A 09h50, la nouvelle parvient à Vian. A ce moment, l’Escadre de Mer Egée se compose des vétérans Dido et Gurkha et des quatre destroyers de classe Tribal qui viennent de les rejoindre. Après avoir stationné devant la côte nord toute la nuit, elle croise au sud-ouest de Limnos, car Vian souhaite placer son Dido en bonne position pour servir de piquet radar pour l’île, tout en étant protégé par les chasseurs de Mytilène. Cependant, le message radio du Hudson, relayé par Chios, ne lui laisse aucun doute sur les intentions ennemies. A 09h56, après une brève discussion avec son état-major, il ordonne à ses navires de retourner vers le nord et de contourner la pointe ouest de Limnos aussi vite que possible. Hommes et officiers guettent anxieusement les avions allemands. Et en effet, le radar du Dido ne tarde pas à détecter un très grand nombre d’avions : la Luftwaffe se montre en force – mais elle n’en a pas après la flotte britannique.

Limnos (matinée)
De fait, la Luftwaffe n’a plus les moyens de courir deux lièvres à la fois.
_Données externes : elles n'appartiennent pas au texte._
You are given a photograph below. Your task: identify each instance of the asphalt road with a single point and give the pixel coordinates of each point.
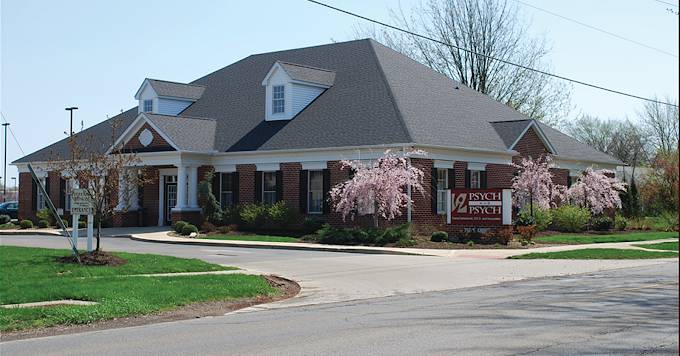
(626, 311)
(621, 307)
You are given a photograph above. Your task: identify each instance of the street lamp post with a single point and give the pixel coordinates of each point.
(4, 167)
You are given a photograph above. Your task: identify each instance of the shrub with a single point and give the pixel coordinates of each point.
(188, 229)
(208, 227)
(439, 236)
(527, 232)
(406, 242)
(620, 222)
(602, 223)
(179, 225)
(542, 218)
(570, 218)
(362, 236)
(498, 236)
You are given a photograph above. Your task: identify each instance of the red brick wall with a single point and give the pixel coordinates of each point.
(530, 145)
(499, 175)
(291, 183)
(157, 143)
(246, 182)
(25, 197)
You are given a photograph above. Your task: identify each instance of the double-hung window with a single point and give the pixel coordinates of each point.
(442, 185)
(148, 105)
(226, 190)
(475, 179)
(269, 187)
(315, 191)
(41, 203)
(278, 99)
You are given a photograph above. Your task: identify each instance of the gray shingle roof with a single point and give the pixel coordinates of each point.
(309, 74)
(188, 133)
(176, 90)
(378, 96)
(509, 131)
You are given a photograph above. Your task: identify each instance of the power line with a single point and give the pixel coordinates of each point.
(491, 57)
(12, 133)
(598, 29)
(667, 3)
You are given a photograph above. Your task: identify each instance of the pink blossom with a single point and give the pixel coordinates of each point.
(596, 191)
(378, 188)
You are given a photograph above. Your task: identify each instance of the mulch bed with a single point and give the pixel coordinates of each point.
(97, 258)
(287, 288)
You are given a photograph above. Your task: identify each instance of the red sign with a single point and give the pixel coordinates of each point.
(477, 207)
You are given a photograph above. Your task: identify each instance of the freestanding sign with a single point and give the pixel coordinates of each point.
(81, 204)
(480, 207)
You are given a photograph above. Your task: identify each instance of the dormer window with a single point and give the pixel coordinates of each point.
(278, 99)
(148, 105)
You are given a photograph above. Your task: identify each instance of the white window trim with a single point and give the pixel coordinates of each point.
(268, 191)
(309, 192)
(440, 201)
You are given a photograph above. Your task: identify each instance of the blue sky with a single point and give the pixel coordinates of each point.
(95, 54)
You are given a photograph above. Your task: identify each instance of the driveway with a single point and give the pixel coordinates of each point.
(328, 277)
(624, 311)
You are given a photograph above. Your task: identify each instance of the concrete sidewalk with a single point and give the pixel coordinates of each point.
(163, 237)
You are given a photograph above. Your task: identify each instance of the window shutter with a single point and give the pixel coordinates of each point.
(304, 179)
(62, 193)
(234, 188)
(433, 177)
(47, 187)
(216, 187)
(34, 195)
(279, 185)
(326, 191)
(452, 178)
(258, 186)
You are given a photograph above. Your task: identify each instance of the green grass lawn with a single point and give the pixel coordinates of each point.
(597, 254)
(33, 275)
(594, 239)
(665, 246)
(264, 238)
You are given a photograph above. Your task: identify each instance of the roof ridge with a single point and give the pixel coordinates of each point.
(389, 90)
(306, 66)
(172, 82)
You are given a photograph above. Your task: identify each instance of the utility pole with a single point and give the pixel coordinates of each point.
(4, 167)
(70, 132)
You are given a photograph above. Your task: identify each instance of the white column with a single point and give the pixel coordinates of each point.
(181, 187)
(193, 187)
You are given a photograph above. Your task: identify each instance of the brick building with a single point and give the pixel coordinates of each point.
(275, 126)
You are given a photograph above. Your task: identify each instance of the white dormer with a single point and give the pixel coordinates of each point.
(291, 87)
(167, 98)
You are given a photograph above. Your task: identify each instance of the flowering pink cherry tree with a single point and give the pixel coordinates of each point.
(596, 191)
(533, 185)
(378, 188)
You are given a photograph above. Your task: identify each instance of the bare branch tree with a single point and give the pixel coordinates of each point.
(490, 28)
(100, 173)
(662, 123)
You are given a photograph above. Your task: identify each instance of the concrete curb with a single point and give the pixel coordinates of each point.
(281, 246)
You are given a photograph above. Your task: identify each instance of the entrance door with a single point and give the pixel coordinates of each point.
(170, 197)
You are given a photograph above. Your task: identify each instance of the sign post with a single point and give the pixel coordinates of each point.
(81, 205)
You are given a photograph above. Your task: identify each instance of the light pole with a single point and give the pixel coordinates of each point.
(70, 133)
(4, 167)
(16, 193)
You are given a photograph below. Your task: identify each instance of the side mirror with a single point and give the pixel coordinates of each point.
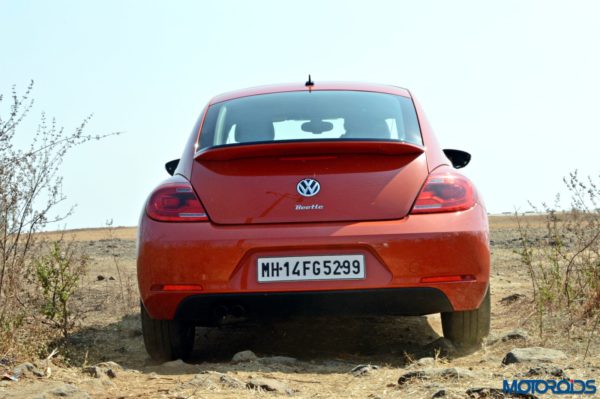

Kesselring, exécutant la volonté de Hitler, a ordonné une opération de ravitaillement aérien majeure, et il faut bien la protéger. Ce qu’a détecté le Dido est le blip monstrueux généré par 145 Ju-52 (dont 14 remorquent un planeur DFS-230), 28 He-111P et 8 Me-321 (cinq remorqués par des He-111Z et trois par des troïkas de Me-110). Cette formation massive est escortée par 42 Bf-109 et 24 Bf-110. Elle s’étend sur plus de 60 nautiques, en raison de l’encombrement des terrains et des différentes performances des avions. La longueur même de ce véritable fleuve de transports rend le travail de l’escorte très difficile, car il y a près de 30 minutes entre le passage du premier et du dernier des transports. Mais il y aura pire pour l’escorte, et plus surprenant.
En effet, l’avertissement du Dido et la lenteur des transports allemands donnent le temps à Mytilène de lancer douze P-38 qui vont rejoindre les huit déjà en patrouille, et quarante NA-73. Comme l’objectif de la formation allemande devient vite évident, l’officier du contrôle de la chasse décide de faire décoller vingt Hurricane II des Sqn 1 (SAAF) et 605 (RAF), chargés de défendre Lesbos. Cette défense est laissée à 26 chasseurs opérationnels (5 Hurricane, 4 P-38, 15 NA-73 et 2 F4F-3). Mais avec cet appoint, pour la première fois sans doute depuis le début de la bataille, les intercepteurs alliés sont plus nombreux que les chasseurs allemands (80 contre 66).
Le combat commence à 10h44 avec l’intervention des P-38, et se prolonge jusqu’à 11h32. La puissance de la réaction alliée est un choc pour les pilotes de la Luftwaffe, qui commençaient à croire que les unités basées à Mytilène étaient à bout de forces. Au lieu de cela, ils ont affaire à des hommes frais, et en nombre. Un véritable massacre se déroule alors en plein ciel. En 48 minutes (qui font de ce combat l’un des plus longs jamais enregistrés, en dehors des batailles de nuit au-dessus de la Ruhr), la Luftwaffe perd 37 Ju-52, onze He-111P, deux He-111Z et quatre Bf-110 remorqueurs, plus quatre Me-321 (trois détruits en vol, le quatrième s’écrasant à l’atterrissage). Il faut y ajouter quatorze Bf-109 et onze Bf-110 de l’escorte. Les Alliés perdent eux aussi un bon nombre d’avions : onze P-38, quatorze NA-73 et neuf Hurricane.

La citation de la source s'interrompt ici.